[U-Boot] [PATCH 3/7] eSPI: add eSPI controller support

Hu Mingkai-B21284 Mingkai.Hu at freescale.com
Thu Aug 27 05:01:52 CEST 2009


Hi Mike,

First truly sorry for the long time delay.
Please find comments inline.

> -----Original Message-----
> From: Mike Frysinger [mailto:vapier at gentoo.org] 
> Sent: Monday, March 16, 2009 6:06 PM
> To: Hu Mingkai-B21284
> Cc: u-boot at lists.denx.de; Jean-Christophe PLAGNIOL-VILLARD; 
> Fleming Andy-AFLEMING
> Subject: Re: [U-Boot] [PATCH 3/7] eSPI: add eSPI controller support
> 
> On Monday 16 March 2009 04:56:22 Hu Mingkai-B21284 wrote:
> > From: Mike Frysinger [mailto:vapier at gentoo.org]
> > > On Monday 16 March 2009 02:15:27 Jean-Christophe wrote:
> > > > On 10:52 Mon 16 Mar     , Mingkai Hu wrote:
> > > > > Add eSPI controller support under the SPI framework.
> > > > >
> > > > > Signed-off-by: Mingkai Hu <Mingkai.hu at freescale.com>
> > > > > ---
> > > > >  drivers/mtd/spi/spi_flash.c |   94 +++++++++++++++++-
> > > > >  drivers/spi/Makefile        |    1 +
> > > > >  drivers/spi/fsl_espi.c      |  232
> > > > > +++++++++++++++++++++++++++++++++++++++++++ include/spi.h
> > > > >
> > > > >   30 ++++++
> > > > >  4 files changed, 354 insertions(+), 3 deletions(-)  
> create mode
> > > > > 100644 drivers/spi/fsl_espi.c
> > > >
> > > > please use the spi framework, their is no need to touch the 
> > > > spi_flash support ti add and use the fsl_espi
> > >
> > > indeed ... i was so happy to see the spansion driver i 
> glossed over 
> > > this ...
> > > those spi_flash.c changes are almost assuredly wrong and indicate 
> > > you arent fitting into the framework correctly.
> >
> > There is difference between the SPI and eSPI chip select signal.
> > Generally, the SPI chip select is controlled by GPIO, so SW can 
> > control when to assert the chip select signal and when to stop the 
> > chip select signal.
> 
> that is incorrect.  the SPI framework does not care how the 
> controller manages the CS.  the Blackfin SPI controller for 
> example has dedicated CS's which the controller manages automatically.
> 
> > But the eSPI controller integrate the chip select into the 
> controller 
> > itself, it use the transfer length to control the duration 
> of the chip 
> > select signal.
> 
> so you must tell the controller ahead of time how many bytes 
> are going to be transferred ?  this sounds like a retarded 
> hardware implementation to me.  how exactly do you support 
> arbitrary transfer lengths ?
> 

IIRC every transaction byte length control every transaction.

> > The spi_flash_cmd_* function split the transfer into two 
> steps: first 
> > the command transfer and then the data transfer.

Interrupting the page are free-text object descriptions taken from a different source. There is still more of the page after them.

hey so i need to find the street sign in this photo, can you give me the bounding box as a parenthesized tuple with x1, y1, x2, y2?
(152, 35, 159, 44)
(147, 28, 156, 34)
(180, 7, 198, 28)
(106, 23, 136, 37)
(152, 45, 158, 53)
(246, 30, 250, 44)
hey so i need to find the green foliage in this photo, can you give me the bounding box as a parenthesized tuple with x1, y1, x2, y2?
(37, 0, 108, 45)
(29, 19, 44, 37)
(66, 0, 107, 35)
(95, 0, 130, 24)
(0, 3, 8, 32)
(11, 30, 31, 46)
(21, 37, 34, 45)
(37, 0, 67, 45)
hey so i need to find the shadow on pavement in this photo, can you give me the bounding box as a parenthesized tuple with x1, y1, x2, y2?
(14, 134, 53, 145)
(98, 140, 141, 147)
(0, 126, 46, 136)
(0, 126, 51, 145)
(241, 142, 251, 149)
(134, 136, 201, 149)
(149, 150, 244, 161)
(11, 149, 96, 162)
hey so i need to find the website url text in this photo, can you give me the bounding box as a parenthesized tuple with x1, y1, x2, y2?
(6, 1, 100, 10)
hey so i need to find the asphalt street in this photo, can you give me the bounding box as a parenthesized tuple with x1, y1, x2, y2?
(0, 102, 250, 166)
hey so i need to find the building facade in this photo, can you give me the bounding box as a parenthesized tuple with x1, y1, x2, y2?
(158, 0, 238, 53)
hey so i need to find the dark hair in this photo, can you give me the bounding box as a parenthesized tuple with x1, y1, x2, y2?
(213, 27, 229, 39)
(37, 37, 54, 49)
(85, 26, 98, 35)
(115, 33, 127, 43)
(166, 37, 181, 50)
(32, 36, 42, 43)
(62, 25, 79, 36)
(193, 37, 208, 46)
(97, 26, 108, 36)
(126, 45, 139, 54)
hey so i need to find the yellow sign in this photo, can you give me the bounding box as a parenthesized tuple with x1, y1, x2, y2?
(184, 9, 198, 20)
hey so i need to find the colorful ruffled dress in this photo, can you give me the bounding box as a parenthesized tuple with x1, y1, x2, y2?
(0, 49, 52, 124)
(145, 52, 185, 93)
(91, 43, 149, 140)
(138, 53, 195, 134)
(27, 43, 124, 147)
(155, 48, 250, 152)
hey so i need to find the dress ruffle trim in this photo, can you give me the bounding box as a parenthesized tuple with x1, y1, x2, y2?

At the first step, 
> > the transfer length is set to the command length, and when 
> transferred 
> > the command, the chip select will be negated, so the eSPI 
> controller 
> > thinks the transfer is cancelled and doesn't transfer the 
> data again.
> 
> the transfer state is passed in via the flags parameter.  
> this way the SPI controller knows when a transfer starts 
> (SPI_XFER_BEGIN) and when it ends (SPI_XFER_END).
> -mike
> 
As above, we can't use the start/end flags parameter.

Sorry again for the delayed response.